While the Consumer Financial Protection Bureau held to an Aug. 1, 2015 deadline for implementing the new rules, there are several key things to know.
1. There are clarifications as to what triggers the need to re-start a three-day period allowed for review of documents. From Credit Union Times, the triggers would be:
“First, if the lender increased the annual percentage rate by more than 12.5 basis points on a fixed rate loan or 25 basis points on an adjustable rate loan (decreases in APR do not trigger delay); second, if the lender adds a prepayment penalty; or, third, if the lender changes the loan from a fixed rate loan to an adjustable loan.”
The triggers for the three-day review are a key concern since they could cause additional closing delays. The worry was that even small deviations in information provided might start a chain reaction of delays.
2. There is a TRID grace period that has been established. How long is the grace period? Apparently it might not be through the end of the year. Richard Cordray, director of the Consumer Financial Protection Bureau, said the agency will be sensitive to progress made by those working to meet the new requirements. (Scotsman Guide)
3. While the agency will consider the good faith efforts of those involved in transactions to meet the letter of the law, there’s no “hold harmless” guarantee. (Housing Wire) Note the letter from U.S. Reps Blaine Luetkemeyer, R-Montana, and Randy Neugebauer, R-Texas:
“TILA-RESPA integration is a significant event for our nation’s mortgage and housing markets. We appreciate Director Cordray taking a first step in indicating a regulatory ‘sensitivity’ to good faith efforts to meet requirements of the new disclosure rules. However, we are very disappointed the Bureau has failed to provide necessary market certainty with a formal hold harmless period – especially given the massive bipartisan Congressional interest.”
4. There’s still a lot to worry about when it comes to real-time testing of the new system. The CFPB was not open to having the new disclosure process tested in advance, and banks are struggling to make sure they are ready for the changes. (Housing Wire)

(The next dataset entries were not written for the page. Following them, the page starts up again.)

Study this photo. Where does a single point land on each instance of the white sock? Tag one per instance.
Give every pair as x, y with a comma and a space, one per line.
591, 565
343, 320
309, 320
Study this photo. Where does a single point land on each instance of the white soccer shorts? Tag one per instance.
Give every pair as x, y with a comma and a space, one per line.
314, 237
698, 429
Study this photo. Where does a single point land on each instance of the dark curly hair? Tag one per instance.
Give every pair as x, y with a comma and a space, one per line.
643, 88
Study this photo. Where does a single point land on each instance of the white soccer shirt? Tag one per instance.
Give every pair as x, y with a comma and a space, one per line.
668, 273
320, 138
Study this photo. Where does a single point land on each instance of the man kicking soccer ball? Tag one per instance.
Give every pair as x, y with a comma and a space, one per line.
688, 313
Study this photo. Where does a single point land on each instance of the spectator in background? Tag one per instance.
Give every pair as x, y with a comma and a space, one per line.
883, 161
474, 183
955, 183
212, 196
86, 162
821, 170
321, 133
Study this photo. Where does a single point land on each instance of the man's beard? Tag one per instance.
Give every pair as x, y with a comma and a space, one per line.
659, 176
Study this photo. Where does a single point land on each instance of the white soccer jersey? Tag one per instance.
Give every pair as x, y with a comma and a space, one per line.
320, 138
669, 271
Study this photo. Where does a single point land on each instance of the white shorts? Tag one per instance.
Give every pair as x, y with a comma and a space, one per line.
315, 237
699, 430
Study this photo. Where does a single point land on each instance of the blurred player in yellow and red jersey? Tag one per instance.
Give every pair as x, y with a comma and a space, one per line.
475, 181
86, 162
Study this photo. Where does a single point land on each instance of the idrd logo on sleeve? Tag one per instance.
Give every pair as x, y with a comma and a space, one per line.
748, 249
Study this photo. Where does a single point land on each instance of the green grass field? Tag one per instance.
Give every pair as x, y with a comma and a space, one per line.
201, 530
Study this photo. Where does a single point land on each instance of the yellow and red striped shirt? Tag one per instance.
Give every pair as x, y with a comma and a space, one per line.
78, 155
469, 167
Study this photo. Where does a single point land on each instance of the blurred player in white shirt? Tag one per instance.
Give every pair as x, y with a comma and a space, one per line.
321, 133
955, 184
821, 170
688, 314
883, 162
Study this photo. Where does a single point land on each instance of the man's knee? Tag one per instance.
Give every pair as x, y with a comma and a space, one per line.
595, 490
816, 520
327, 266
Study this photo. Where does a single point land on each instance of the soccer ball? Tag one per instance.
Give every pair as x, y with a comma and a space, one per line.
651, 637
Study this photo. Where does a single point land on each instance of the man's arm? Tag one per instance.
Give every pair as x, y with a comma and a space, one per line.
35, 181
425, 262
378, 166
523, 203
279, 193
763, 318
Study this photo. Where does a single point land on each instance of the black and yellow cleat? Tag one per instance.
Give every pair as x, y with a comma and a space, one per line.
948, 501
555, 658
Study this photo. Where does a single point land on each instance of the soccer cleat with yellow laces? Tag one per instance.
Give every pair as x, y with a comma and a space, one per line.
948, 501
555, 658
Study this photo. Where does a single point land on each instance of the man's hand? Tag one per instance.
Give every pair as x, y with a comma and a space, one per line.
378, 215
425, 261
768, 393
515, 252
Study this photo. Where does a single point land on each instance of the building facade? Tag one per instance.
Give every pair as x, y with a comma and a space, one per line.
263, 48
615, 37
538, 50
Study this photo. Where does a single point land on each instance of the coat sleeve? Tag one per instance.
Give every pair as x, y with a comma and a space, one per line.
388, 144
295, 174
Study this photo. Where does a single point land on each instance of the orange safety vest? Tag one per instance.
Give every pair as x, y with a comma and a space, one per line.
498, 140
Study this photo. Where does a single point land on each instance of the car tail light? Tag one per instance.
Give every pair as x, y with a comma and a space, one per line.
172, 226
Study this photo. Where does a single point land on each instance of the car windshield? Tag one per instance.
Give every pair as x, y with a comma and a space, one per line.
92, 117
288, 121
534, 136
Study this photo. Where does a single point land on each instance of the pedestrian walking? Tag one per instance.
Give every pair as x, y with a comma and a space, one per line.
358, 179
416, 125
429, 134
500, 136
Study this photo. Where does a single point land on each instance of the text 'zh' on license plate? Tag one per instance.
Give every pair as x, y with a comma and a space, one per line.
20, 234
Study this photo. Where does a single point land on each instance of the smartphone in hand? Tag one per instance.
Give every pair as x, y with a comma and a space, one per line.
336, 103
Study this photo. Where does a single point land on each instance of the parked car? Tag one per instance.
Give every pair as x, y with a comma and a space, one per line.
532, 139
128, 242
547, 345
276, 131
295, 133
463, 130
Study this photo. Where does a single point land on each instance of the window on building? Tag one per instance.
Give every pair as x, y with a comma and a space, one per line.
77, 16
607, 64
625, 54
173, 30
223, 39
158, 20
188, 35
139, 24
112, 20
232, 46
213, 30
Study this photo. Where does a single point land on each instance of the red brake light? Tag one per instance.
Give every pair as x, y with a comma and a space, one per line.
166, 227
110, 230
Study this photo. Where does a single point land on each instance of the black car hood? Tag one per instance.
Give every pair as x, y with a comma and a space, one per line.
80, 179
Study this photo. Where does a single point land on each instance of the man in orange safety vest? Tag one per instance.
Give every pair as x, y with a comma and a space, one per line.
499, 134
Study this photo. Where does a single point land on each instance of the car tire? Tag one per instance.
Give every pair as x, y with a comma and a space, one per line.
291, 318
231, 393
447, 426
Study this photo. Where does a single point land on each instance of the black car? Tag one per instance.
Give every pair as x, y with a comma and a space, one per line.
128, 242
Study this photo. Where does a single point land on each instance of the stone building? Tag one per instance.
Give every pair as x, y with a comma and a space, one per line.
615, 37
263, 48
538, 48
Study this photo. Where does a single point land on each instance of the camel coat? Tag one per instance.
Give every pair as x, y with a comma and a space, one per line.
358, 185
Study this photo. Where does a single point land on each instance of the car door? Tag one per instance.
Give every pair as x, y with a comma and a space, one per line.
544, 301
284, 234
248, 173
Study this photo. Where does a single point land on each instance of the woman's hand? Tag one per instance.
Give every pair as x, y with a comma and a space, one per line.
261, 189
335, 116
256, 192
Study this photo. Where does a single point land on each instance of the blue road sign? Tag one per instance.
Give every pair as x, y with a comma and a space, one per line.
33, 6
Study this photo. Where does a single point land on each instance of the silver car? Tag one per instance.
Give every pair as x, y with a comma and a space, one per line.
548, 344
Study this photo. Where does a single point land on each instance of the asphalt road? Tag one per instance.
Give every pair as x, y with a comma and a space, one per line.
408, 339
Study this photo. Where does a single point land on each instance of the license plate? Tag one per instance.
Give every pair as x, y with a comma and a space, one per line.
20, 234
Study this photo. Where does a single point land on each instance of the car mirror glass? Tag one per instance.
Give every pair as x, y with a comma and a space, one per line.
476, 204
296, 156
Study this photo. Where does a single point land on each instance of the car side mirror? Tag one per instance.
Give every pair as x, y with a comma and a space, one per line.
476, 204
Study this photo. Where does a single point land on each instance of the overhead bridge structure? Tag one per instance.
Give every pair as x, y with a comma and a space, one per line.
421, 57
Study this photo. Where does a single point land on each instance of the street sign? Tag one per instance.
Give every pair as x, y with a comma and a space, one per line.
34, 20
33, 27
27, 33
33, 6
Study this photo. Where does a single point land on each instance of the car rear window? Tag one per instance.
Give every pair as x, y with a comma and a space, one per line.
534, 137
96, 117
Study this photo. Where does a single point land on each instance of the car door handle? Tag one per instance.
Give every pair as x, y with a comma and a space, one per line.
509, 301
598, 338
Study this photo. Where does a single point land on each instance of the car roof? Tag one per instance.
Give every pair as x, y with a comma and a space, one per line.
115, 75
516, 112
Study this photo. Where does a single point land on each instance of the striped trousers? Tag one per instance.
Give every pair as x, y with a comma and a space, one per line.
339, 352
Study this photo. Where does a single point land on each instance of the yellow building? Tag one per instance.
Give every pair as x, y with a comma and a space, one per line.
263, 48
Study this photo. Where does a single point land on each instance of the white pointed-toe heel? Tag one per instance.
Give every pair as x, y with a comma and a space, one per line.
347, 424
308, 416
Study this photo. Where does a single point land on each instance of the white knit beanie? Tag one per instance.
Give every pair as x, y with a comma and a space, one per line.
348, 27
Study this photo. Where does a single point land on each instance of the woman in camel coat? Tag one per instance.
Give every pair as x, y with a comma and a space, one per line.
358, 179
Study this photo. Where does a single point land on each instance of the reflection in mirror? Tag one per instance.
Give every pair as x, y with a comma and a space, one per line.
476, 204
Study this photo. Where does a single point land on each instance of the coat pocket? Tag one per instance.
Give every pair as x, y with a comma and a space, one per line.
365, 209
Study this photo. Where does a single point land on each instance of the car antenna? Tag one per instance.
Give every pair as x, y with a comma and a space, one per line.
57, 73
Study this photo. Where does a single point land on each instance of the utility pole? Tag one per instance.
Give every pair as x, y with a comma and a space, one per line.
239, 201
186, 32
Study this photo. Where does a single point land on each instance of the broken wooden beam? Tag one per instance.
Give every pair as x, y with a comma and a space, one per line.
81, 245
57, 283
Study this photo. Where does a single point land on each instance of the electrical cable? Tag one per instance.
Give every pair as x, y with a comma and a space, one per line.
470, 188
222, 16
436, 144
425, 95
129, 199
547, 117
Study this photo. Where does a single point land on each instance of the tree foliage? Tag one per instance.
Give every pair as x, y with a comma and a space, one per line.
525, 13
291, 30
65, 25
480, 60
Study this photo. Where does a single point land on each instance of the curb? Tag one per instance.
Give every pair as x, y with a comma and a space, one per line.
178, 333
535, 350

An American Bankers Association survey found that while 74% of banks are using a vendor or consultants to assist with TRID implementation, only 2% of the compliance systems had been delivered by the month of April. Nearly eight in 10 banks (79%) couldn’t verify a precise delivery date or were told they wouldn’t receive systems before June.
Regardless, the added clarity was a step forward according to NAR President Chris Polychron. REALTORS® had worried about how the rules would delay closings. Illinois REALTORS® and their colleagues from across the nation made getting changes to the rules a centerpiece of visits to Capitol Hill in May.
“The action announced today (Wednesday, JUne 3, 2015) by the CFPB is a welcome first step toward clarifying the changes coming to real estate closings August 1. NAR appreciates the “sensitivity” offered by the CFPB to companies making a good-faith effort to comply with the new TILA-RESPA Integrated Disclosure regulation.